Plymouth’s Jordan Hospital was not built until 1901; the funds raised by popular subscription, kicked off by an initial gift from summer resident Eben Jordan.  At that time, the average life expectancy was under 49 years.  Babies were still delivered at home.  Generally, desperate conditions had to prevail before people would think of heading to the hospital.  Since that time, the town - and Jordan Hospital - have made great strides.  The town’s medical history was brought up to date by Dr. H.H. Hamilton in 1977. Raised in the Midwest, he attended medical school in Boston and having married a New Englander, moved to Plymouth in 1934, where Dr. Hamilton began his practice in the midst of the Great Depression.  It didn’t take him long to find Pilgrim Hall, and to become interested in America’s “Hometown” history.

Selected Bibliography
Carrell, Jennifer Lee,
The Speckled Monster: A Historical Tale of Battling Smallpox (NY: Dutton, 2003).
Davis, William T., 
Plymouth memories of an octogenarian. (Plymouth: The Memorial Press, 1906).
Hamilton, H. H.,
A Medical History of Plymouth 1620-1977 (Plymouth, Pilgrim Society, 1978).
Mayers, Elvoid Clarrice,
A Biography of LeBaron Russell:  Doctor, Philanthropist and Humanitarian, unpublished Master’s thesis, Bridgewater State College, 1976.

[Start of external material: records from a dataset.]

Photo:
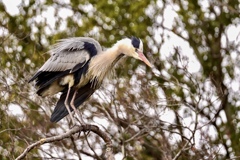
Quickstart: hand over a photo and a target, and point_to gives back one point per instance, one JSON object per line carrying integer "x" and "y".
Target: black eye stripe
{"x": 135, "y": 42}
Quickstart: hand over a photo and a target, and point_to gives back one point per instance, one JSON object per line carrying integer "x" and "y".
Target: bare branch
{"x": 68, "y": 134}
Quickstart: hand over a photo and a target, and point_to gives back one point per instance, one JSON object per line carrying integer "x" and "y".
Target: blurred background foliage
{"x": 186, "y": 107}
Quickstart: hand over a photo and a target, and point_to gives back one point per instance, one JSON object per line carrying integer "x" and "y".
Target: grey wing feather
{"x": 68, "y": 53}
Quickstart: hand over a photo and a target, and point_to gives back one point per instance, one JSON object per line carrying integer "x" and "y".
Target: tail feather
{"x": 60, "y": 111}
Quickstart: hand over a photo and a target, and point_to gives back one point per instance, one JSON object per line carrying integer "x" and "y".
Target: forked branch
{"x": 75, "y": 129}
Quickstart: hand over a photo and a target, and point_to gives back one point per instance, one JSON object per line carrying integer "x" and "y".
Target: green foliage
{"x": 141, "y": 96}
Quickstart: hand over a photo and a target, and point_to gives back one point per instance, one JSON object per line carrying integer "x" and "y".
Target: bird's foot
{"x": 79, "y": 118}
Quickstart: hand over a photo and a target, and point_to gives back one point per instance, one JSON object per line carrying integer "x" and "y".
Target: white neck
{"x": 102, "y": 63}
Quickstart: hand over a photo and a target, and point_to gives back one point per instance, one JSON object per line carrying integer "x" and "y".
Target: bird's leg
{"x": 79, "y": 117}
{"x": 67, "y": 106}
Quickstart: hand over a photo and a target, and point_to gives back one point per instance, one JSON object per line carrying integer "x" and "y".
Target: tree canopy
{"x": 186, "y": 107}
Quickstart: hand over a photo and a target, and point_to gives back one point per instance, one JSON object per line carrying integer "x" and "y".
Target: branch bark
{"x": 76, "y": 129}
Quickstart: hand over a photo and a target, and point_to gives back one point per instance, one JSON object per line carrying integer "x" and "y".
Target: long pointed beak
{"x": 143, "y": 58}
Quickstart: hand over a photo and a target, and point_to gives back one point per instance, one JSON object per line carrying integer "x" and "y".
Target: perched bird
{"x": 77, "y": 67}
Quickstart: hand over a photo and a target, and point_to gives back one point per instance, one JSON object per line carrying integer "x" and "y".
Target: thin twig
{"x": 68, "y": 134}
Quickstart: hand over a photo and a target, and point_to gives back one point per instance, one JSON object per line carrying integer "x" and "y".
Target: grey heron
{"x": 77, "y": 67}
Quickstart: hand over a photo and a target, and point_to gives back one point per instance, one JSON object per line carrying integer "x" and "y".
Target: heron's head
{"x": 133, "y": 47}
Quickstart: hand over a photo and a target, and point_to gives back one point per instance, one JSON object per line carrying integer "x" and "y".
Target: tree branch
{"x": 68, "y": 134}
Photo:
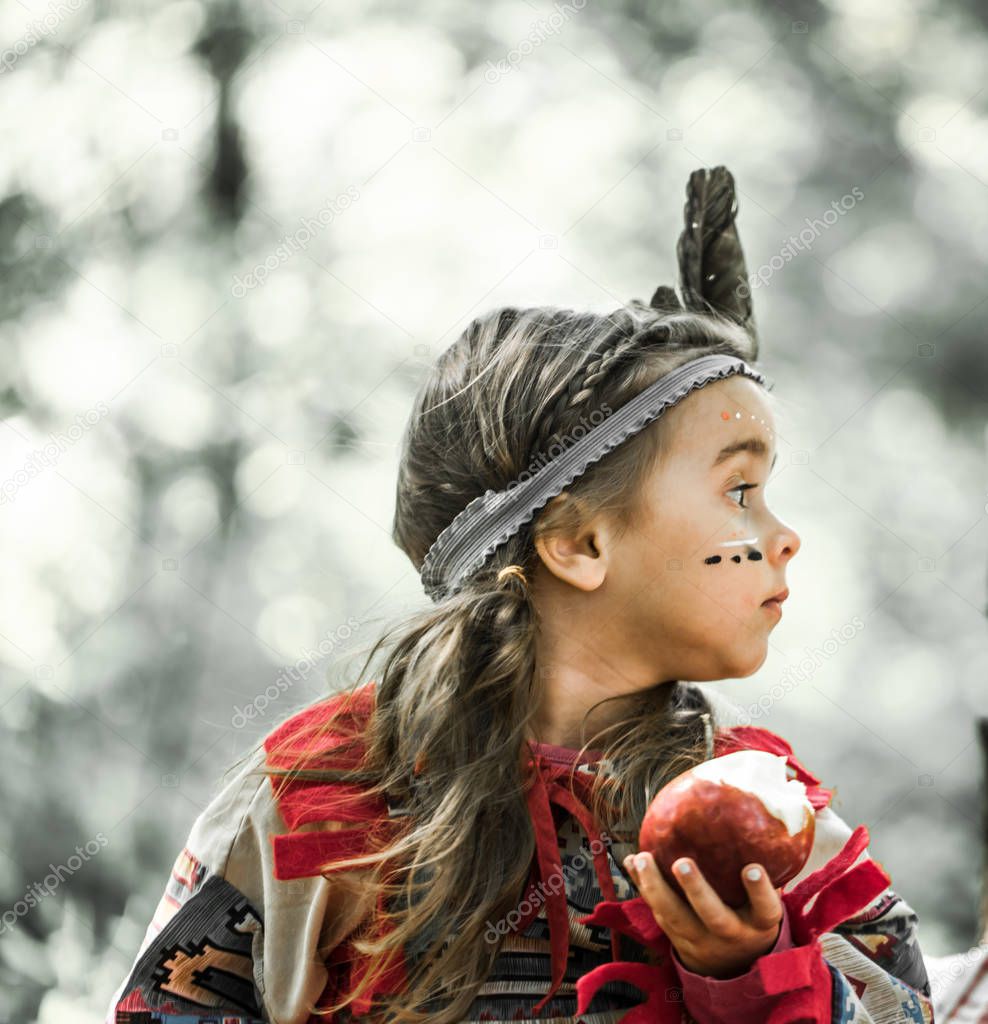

O’Connor, Brian W., “Plymouth,” in
Aesculapian Boston, (Boston: Paul Dudley White Medical History Society, 1980).
Tannenbaum, Rebecca  J.,
The Healer’s Calling: Women and Medicine in Early New England. (Ithaca: Cornell University Press, 2002).
Thacher, James, American Medical Biography, (Boston ______ 1828).
____________,
The American New Dispensatory (Boston: T.B. Wait & Co., 1810). 
____________,
History of the Town of Plymouth (Yarmouthport: Parnassus, 1972), 3rd edition with a new introduction by the Rev. Peter Gomes, Librarian, Pilgrim Society.[1st ed., 1832, 2nd ed., 1835] 
____________,
Military Journal of the American Revolution, from the Commencement to the Disbanding of the American Army, Hartford, Conn.: Hurlbut, Williams & Company, 1862. [first published in 1823]     
Zimmer, Carl,
Soul Made Flesh (New York: Free Press, 2004). [The story of Thomas Willis’ study of the brain in the 1600s.]